O balofo Secretário de Estado das Comunidades, em acrescentamento (aliás, entretanto já desactualizado, mas ainda on-line) aos elementos que constavam na página de informações destinadas aos portugueses que pretendem viajar para a Guiné-Bissau (coisa impensável, que o mesmo desaconselha vivamente):

«Os portugueses cuja estadia se prolongue na Guiné-Bissau devem imperetrivelmente proceder à sua inscrição na secção consular da Embaixada de Portugal em Bissau»

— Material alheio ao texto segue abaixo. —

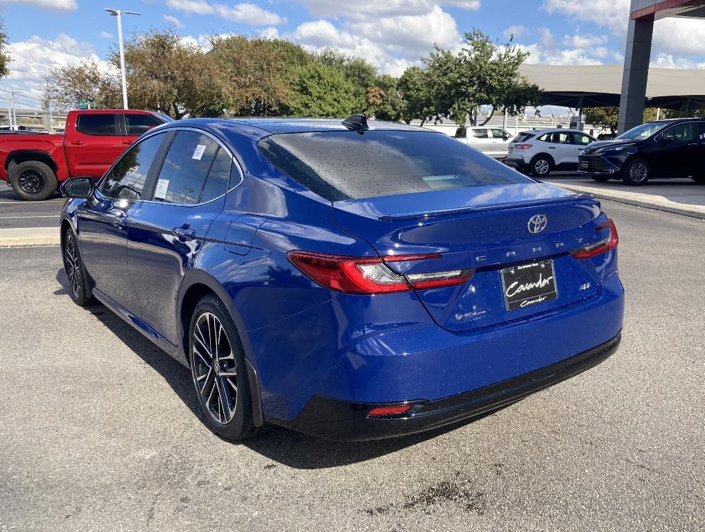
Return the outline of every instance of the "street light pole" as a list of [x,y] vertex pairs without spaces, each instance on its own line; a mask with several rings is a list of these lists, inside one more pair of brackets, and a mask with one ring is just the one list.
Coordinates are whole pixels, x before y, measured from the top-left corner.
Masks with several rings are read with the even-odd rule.
[[128,109],[128,84],[125,79],[125,52],[123,50],[123,23],[121,15],[139,15],[135,11],[121,11],[119,9],[110,9],[105,8],[103,11],[107,11],[112,16],[118,18],[118,43],[120,47],[120,73],[123,80],[123,109]]

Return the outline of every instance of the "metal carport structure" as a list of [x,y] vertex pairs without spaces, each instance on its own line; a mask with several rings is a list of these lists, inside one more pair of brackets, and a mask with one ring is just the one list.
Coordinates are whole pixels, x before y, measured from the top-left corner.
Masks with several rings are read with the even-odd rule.
[[[582,109],[620,105],[621,65],[522,64],[520,72],[542,90],[542,105]],[[651,68],[644,105],[685,110],[705,107],[705,70]]]

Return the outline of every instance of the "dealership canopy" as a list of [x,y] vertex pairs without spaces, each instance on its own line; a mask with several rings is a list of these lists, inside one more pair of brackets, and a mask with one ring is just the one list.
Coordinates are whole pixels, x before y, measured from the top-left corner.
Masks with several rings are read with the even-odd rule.
[[[543,89],[542,105],[618,107],[622,65],[557,66],[523,64],[520,71]],[[582,99],[582,101],[581,101]],[[651,68],[646,106],[669,109],[705,107],[705,70]]]

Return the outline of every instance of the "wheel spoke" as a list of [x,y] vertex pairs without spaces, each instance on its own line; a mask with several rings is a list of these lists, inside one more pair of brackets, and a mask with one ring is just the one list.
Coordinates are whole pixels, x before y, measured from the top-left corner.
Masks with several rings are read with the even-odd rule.
[[220,319],[211,312],[202,314],[196,320],[191,345],[194,383],[205,409],[214,421],[228,423],[235,416],[238,368]]

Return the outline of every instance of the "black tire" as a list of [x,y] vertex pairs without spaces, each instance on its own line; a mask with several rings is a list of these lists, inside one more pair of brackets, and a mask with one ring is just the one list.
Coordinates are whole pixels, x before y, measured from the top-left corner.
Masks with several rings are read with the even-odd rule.
[[601,183],[607,183],[611,179],[612,179],[611,175],[591,175],[594,180],[598,181]]
[[73,229],[66,230],[63,246],[63,271],[68,278],[68,295],[77,305],[85,307],[93,302],[93,295],[88,283],[88,273],[78,249],[78,239]]
[[[229,345],[224,342],[223,333]],[[223,354],[228,352],[231,357]],[[196,305],[189,327],[188,352],[193,385],[206,426],[231,441],[254,436],[259,431],[252,421],[245,355],[233,320],[214,295],[205,296]]]
[[632,187],[645,185],[651,178],[651,166],[643,159],[634,159],[624,168],[622,180]]
[[529,171],[534,178],[546,178],[553,169],[553,160],[548,155],[537,155],[531,160]]
[[9,172],[12,190],[22,199],[38,202],[56,192],[56,174],[39,161],[25,161],[14,165]]

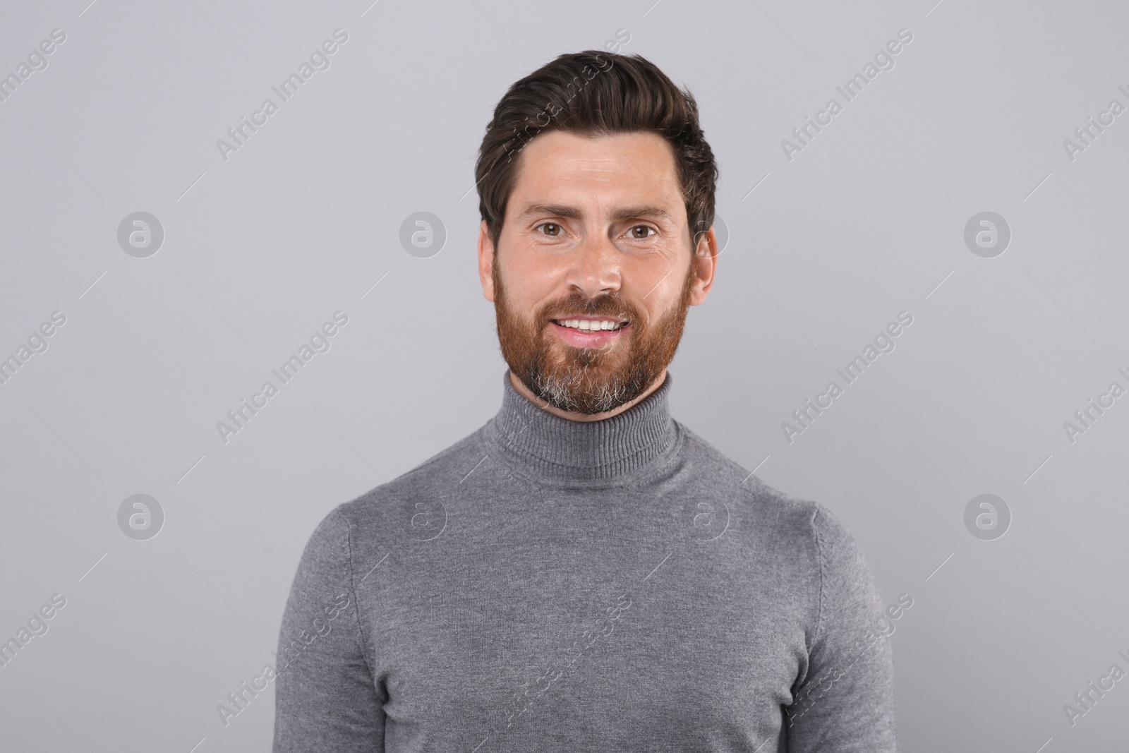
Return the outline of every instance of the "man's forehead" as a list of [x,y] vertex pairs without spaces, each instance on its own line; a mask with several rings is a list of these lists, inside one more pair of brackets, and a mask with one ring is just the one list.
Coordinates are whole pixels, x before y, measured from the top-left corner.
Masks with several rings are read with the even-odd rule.
[[550,131],[533,139],[515,170],[510,213],[580,218],[586,205],[612,218],[684,216],[674,152],[660,135],[632,131],[588,137]]

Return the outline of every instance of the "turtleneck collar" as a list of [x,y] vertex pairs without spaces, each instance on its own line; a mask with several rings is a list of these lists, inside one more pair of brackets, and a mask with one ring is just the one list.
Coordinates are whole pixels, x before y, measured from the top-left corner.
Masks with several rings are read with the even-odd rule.
[[487,424],[495,452],[531,481],[546,485],[629,483],[676,450],[680,432],[663,384],[622,413],[571,421],[537,408],[502,376],[501,409]]

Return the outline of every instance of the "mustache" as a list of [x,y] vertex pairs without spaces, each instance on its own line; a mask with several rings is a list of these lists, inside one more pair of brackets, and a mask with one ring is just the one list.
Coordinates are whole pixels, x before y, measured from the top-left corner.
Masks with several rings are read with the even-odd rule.
[[636,322],[637,312],[633,306],[629,306],[616,294],[604,294],[595,298],[587,298],[580,294],[574,294],[561,300],[545,305],[541,310],[541,319],[559,319],[566,315],[578,316],[606,316],[614,319],[627,319]]

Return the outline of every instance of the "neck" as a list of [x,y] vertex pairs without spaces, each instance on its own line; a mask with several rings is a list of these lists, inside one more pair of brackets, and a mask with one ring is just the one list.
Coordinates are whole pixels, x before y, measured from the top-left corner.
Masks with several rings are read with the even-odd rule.
[[666,379],[666,369],[663,369],[663,373],[659,374],[658,377],[654,382],[650,383],[650,386],[647,387],[647,389],[645,389],[644,393],[641,395],[639,395],[638,397],[636,397],[634,400],[630,400],[630,401],[623,403],[622,405],[618,405],[618,406],[613,408],[612,410],[605,411],[603,413],[577,413],[575,411],[563,411],[563,410],[561,410],[561,409],[559,409],[559,408],[557,408],[554,405],[550,405],[545,401],[543,401],[540,397],[537,397],[536,395],[534,395],[533,392],[528,387],[525,386],[524,382],[522,382],[516,376],[514,376],[513,371],[509,373],[509,383],[511,385],[514,385],[514,389],[517,391],[517,394],[522,395],[523,397],[525,397],[526,400],[528,400],[531,403],[533,403],[534,405],[536,405],[537,408],[540,408],[541,410],[543,410],[543,411],[545,411],[548,413],[552,413],[553,415],[560,417],[562,419],[568,419],[569,421],[581,421],[581,422],[583,421],[602,421],[604,419],[610,419],[613,415],[619,415],[623,411],[631,410],[632,406],[638,405],[642,401],[647,400],[647,397],[653,392],[655,392],[656,389],[658,389],[663,385],[663,380],[664,379]]
[[569,420],[517,391],[507,373],[502,403],[488,424],[490,457],[537,485],[630,484],[665,463],[682,436],[671,417],[671,375],[640,402],[603,420]]

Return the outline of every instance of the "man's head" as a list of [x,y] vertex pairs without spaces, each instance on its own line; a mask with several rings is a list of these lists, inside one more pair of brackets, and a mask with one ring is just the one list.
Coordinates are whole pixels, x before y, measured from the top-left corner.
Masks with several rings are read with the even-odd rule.
[[514,376],[588,415],[657,387],[717,260],[690,93],[639,55],[560,55],[498,103],[475,173],[479,275]]

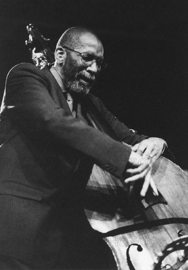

Engraçado o Secretário de Estado, dando uma de Big Brother, sem esclarecer a «obrigação» ou fundamentar o seu «direito». Quantos às facadas na língua oficial do seu país, nem se fala. Uma jóia!

Data

Faz hoje 30 anos que Thomas Sankara ascendeu ao poder no antigo Alto Volta, cuja designação viria a alterar para a actual, de Burkina Faso. Uma semana antes de morrer, conhecendo o seu destino, afirmaria que «podem matar o homem, mas não as ideias». Um belo exemplo que poderá servir de inspiração aos actuais dirigentes da Guiné-Bissau, como modelo de governação. Precursor dos direitos da mulher e da abolição da excisão, defensor da sustentabilidade económica e da autonomia alimentar («quem nos dá de comer dita a sua vontade»), desfez-se da frota de Mercedes de serviço do Estado, substituindo-os pelos carros mais baratos do mercado, o Renault 5, fixou-se um ordenado de pouco mais de $400, praticou uma política de industrialização ligeira no sector têxtil, lançou uma enorme campanha de plantação de árvores, para lutar contra a desertificação... O seu percurso merece estudo e admiração. A sua identificação política com o marxismo e o seu carácter irredutível, o seu discurso de independência face à França, antiga potência colonial (Miterrand seria humilhado numa deslocação ao país), conduziu à sua perda, da qual manifestou perfeita consciência: entrevistado pela televisão francesa pouco antes do seu assassinato, traído pelo seu melhor amigo e companheiro de armas (o ainda actual presidente do país), um Sankara cansado, mas como poeta dotado de grande carisma, oferece uma magnífica imagem alegórica: «Tenho um dilema. Sou como um ciclista, que pedala numa rampa inclinada, ladeada de precipícios por ambos os lados. Se deixo de pedalar, caio.» Esse é, para mim, o seu maior exemplo e a sua maior glória. A vontade inabalável. Como Cabral, os homens «perigosos» para o sistema, se, regra geral, acabam mortos à traição, são responsáveis por grandes saltos mentais.

Por falar em teimosia, hoje também se memora o dia fatal de Alcácer Quibir.